I do feel like I've been given a grace period within which to re-evaluate my packing choices (how many pens is too many, in the grand scheme of things), give myself a haircut (from I wonder if bangs are in to I have made a terrible mistake in three seconds flat), read a few more books (djinn and dragons; you don't know me), eat more leftover food (Best Before dates are for the weak), and encourage the few people who will actually miss me (whilst trying not to chortle gleefully).

Every so often I think about my foiled orientation, my team members, and my co-facilitators, and give a tortured, hastily-stifled meep.  But I'm mostly calm.

Because I know that God will provide.  He has to.  The next steps forward cannot be taken without placing my hand in His - whether it is staying in Edmonton or taking a hop, skip, and jump across the pond.  Both of those options are difficult and only God makes them bearable.  I like this feeling of helplessness because I (have to) give in to it so rarely.  The feeling that I have done what I felt called to do, and I have to trust outside myself for the rest.  Of knowing that there are so many bizarre ways I could fail, but my failure, others' faith, my success, others' expectations... don't matter.  All that matters is childlike surrender - a feeling I gave up on at the age of eight, after whirling my way across my grandparents' house like a dervish and coming to the dismal realization that my dancing skills were wasted on plebeians.

But what will you be doing??

I'm not sure why people expect me to be able to know this about Central Africa when I haven't been able to answer it in Canada, but that's normals for you.  I've whined before about the tendency to put missionaries on a pedestal - how someone not being paid overseas is held to some sort of higher standard of morality, job duties, results, etc.   I wonder if all rose-tinted bubbles will pop if I babysit for two whole years.  A few people have mentioned/prayed about something to do with children and, as I'm unlikely to bud like a hydra, I'm trying to prepare myself.

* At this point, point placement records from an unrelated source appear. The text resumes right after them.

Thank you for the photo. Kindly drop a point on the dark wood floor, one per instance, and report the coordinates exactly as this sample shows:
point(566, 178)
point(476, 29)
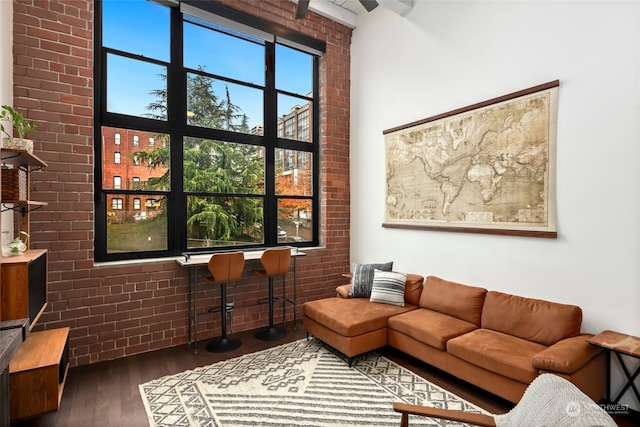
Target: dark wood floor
point(106, 394)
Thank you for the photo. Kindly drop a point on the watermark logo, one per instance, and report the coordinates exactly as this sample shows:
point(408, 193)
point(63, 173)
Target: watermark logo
point(572, 409)
point(615, 408)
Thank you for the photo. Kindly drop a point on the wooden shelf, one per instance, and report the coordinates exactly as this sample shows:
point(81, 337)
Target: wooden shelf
point(38, 372)
point(23, 286)
point(18, 157)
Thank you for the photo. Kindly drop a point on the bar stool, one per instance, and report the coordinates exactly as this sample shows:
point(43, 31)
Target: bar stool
point(224, 268)
point(275, 262)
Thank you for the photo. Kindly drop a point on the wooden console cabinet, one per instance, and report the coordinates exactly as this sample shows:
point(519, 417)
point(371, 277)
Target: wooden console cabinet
point(23, 286)
point(38, 371)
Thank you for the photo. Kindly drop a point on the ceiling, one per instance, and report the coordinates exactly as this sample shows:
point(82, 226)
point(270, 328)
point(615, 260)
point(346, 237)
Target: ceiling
point(347, 12)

We all know how much I love children.  With their buggy eyes.  And floppy ears.

Wait, I'm thinking of dogs.

Kidding - I love small humans!

In an effort to convey that any God-given task would be worthy, I've made offhand remarks to the effect that I might be doing anything from wiping kids' snotty noses to working with displaced people groups.  A friend (and by this I mean missionary whom I greatly admire) shared her wisdom.

Apparently, in some languages, there is no word for life - only breath or nose.  So the end of Psalm 150 would read:  Let everything that has a nose praise the Lord. 

Which (aside from locking Voldemort out of worship) also serves to re-frame the depth of my service.  I plan to give their lives a bit of a spiffing up.  Possibly with tissue.  Gently and with care for the hard, crusty bits that hurt and, frankly, just look terrible.

And if I should ever take a selfie surrounded by those children and bracketed by hashtags, say a prayer for my lost soul.